AbrahamParangi 3 hours ago||
This is going to be an unpopular reply I imagine but this person is not well and their behavior should not be imitated. This is a classic example of omnicause anxiety, like people who refuse to have children because of all these things happening in the world as if the world hasn't always been a mess. Frankly, ridiculous.
TaupeRanger 3 hours ago||
It's part of this nihilistic undercurrent, especially among Millennials and younger generations. "I'm not having kids, have you seen the world?" "I'm not saving for retirement, Social Security won't exist and the oceans will swallow the continent by the time I reach retirement age." "I refuse to use AI tools that could help me create new things and reach my goals, because the influencers told me AI is going to poison the water". Quite sad actually.
graemep 3 hours ago||
Its a problem of the privileged in both cases — a first world problem. People with real problems do not think like that.
noitpmeder 3 hours ago|
I mean it's almost like having a moral stance on the assembly line, or calculators. If they truly do provide massive technological benefits, and it turns out the externalities aren't as bad as some are projecting, it's hard to argue AI is not another extremely useful tool in your tool belt.

Now, if AI leads to global ruin/... obviously some people will be able to say "See! I knew this would happen!", but again, at this point it feels AI is no worse morally than the existing allocation of upside/downside that big-techgopolies have had for at least the last decade.

forinti 3 hours ago|
Calculators give you the right answer. AI gives you any answer. I work within a bureaucracy and instead of optimising processes and getting rid of useless documents, AI is being used to generate more useless text. It is the industrialisation of bureaucracy and it is a turbo powered waste of resources.
noitpmeder 1 hour ago||
Then your issue isn't with AI, it's with your bureaucracy. Just because your company is holding it wrong doesn't mean the entire technology is morally fraught.
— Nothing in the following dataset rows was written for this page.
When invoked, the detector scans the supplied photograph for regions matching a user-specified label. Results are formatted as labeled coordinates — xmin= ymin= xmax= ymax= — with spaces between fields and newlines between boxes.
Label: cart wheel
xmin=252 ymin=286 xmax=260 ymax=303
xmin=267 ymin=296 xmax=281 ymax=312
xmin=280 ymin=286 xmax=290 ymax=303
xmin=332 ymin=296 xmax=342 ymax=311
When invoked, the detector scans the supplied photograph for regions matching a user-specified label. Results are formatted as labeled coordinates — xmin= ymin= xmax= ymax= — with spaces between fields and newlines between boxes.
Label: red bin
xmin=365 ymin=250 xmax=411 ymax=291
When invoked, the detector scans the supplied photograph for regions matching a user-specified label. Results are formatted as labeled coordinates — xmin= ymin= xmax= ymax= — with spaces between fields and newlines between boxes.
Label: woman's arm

If your company's goal is to generate "more useless text" they would have done it with or without AI. AI just let's the peons responsible for producing that text do so significantly faster, with some percentage loss in "quality" baked in. Are you mad their jobs are easier? Was their text once not useless and now it is?

Again, it's like saying the conveyor belt is evil because it lets us generate more useless toys/candy/guns/... and research into improving the conveyor belt should instead be going toward more valuable things. However it ALSO has those effects on EVERYTHING. It lets you produce more drugs, books, food, clothes, necessities, and yes, some useless items too.

Same with AI. Sure you can use it to spew cat pictures, but you can also use it to generate significant quantities of non-trivial useful (not necessarily bullet proof, but undoubtedly _useful_) output in a fraction of the time and/or HUMAN capital (butts-in-seats, time-on-task, ...) than before. Now, as always, value is in the eye of the beholder (which is why your C suite gets giddy at all the useless text output).